LightFormer: Light-Oriented Global Neural Rendering in Dynamic Scene

Abstract

The generation of global illumination in real time has been a long-standing challenge in the graphics community, particularly in dynamic scenes with complex illumination. Recent neural rendering techniques have shown great promise by utilizing neural networks to represent the illumination of scenes and then decoding the final radiance. However, incorporating object parameters into the representation may limit their effectiveness in handling fully dynamic scenes. This work presents a neural rendering approach, dubbed LightFormer , that can generate realistic global illumination for fully dynamic scenes, including dynamic lighting, materials, cameras, and animated objects, in real time. Inspired by classic many-lights methods, the proposed approach focuses on the neural representation of light sources in the scene rather than the entire scene, leading to the overall better generalizability. The neural prediction is achieved by leveraging the virtual point lights and shading clues for each light. Specifically, two stages are explored.
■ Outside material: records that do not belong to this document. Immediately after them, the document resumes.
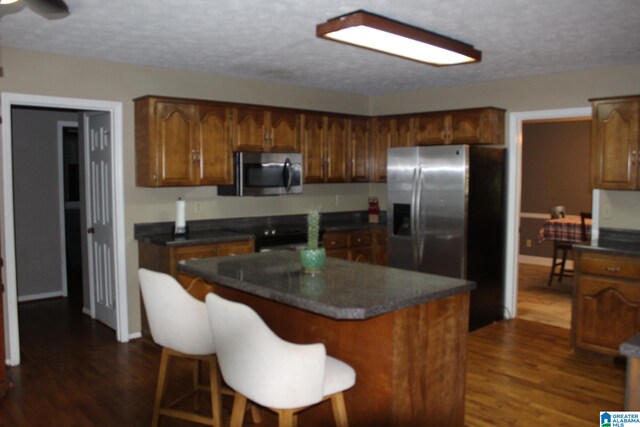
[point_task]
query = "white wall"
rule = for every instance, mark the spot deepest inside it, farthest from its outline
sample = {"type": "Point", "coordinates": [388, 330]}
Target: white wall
{"type": "Point", "coordinates": [37, 201]}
In the light encoding stage, each light generates a set of virtual point lights in the scene, which are then encoded into an implicit neural light representation, along with screen-space shading clues like visibility. In the light gathering stage, a pixel-light attention mechanism composites all light representations for each shading point. Given the geometry and material representation, in tandem with the composed light representations of all lights, a lightweight neural network predicts the final radiance. Experimental results demonstrate that the proposed LightFormer can yield reasonable and realistic global illumination in fully dynamic scenes with real-time performance.